Remove Foreign Keys #1082

kderme · 2022-03-14T17:08:57Z

Relations in db-sync can be visualised as a graph (actually DAG) of references. For example a Block references its previous Block, a Tx its Block, a certificate its Tx and its StakeAddress, a TxIn its TxOut etc. The current implementation uses foreign keys for these relations. Foreign keys come with some pros and cons

Pros

They make rollbacks possible and quite easy. db-sync simply deletes a single block and the deletion cascades to all related entries.
They enforce data integreity.

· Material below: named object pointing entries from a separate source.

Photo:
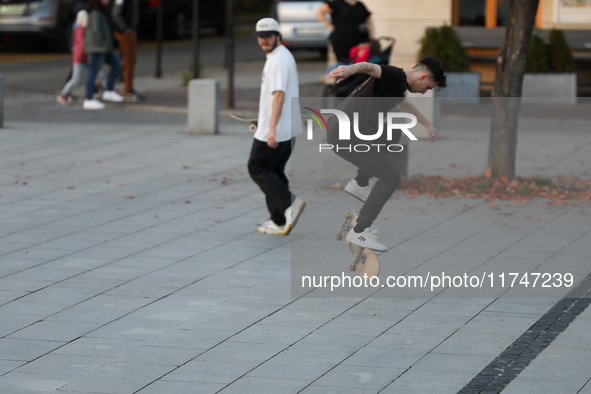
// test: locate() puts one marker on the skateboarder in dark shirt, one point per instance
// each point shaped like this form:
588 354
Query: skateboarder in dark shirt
384 90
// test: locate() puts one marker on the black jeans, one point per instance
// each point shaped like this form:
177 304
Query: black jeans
370 164
266 167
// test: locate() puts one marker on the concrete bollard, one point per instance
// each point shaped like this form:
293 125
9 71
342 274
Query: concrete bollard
1 101
203 106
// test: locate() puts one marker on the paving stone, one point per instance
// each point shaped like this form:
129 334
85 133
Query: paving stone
17 383
248 384
169 386
26 349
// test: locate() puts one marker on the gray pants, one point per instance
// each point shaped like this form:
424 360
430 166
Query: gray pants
77 72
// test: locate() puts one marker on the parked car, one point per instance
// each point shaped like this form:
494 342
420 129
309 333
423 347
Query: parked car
177 16
298 24
46 22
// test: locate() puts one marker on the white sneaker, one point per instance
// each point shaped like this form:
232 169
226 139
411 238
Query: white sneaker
359 192
270 227
111 95
292 213
93 104
366 239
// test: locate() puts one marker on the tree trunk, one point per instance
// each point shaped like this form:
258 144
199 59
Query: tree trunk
507 90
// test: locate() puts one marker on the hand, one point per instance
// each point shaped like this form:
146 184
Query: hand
433 134
341 72
271 141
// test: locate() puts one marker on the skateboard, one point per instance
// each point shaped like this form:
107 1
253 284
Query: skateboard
363 258
253 121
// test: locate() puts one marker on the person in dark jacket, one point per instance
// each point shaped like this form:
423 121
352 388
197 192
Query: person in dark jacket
125 19
98 43
351 25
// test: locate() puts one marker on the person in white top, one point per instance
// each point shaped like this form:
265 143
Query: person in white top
276 133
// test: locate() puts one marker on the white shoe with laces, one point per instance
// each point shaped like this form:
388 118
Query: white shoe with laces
366 239
292 213
113 96
359 192
93 104
269 227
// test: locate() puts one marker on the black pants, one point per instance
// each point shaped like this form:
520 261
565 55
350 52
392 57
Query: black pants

With current setup dangling foreign keys are impossible.
They can make some queries faster, since they give additional information to the query planer about the relations between tables and so it can optimize queries better.
Removing them can be tricky since we use persistent

Cons

Foreign keys impose additional checks, which make insertions slower.
These checks and the on delete triggers, require indexes to the referenced and referencing tables to be efficient. Updating these indexes makes insertions even slower.
Rollbacks can be even faster without using foreign keys. One way to do it is adding a 'blockNo' field to all tables related to a specific block. For all these tables we ill use a query delete from tableX where blockNo > ....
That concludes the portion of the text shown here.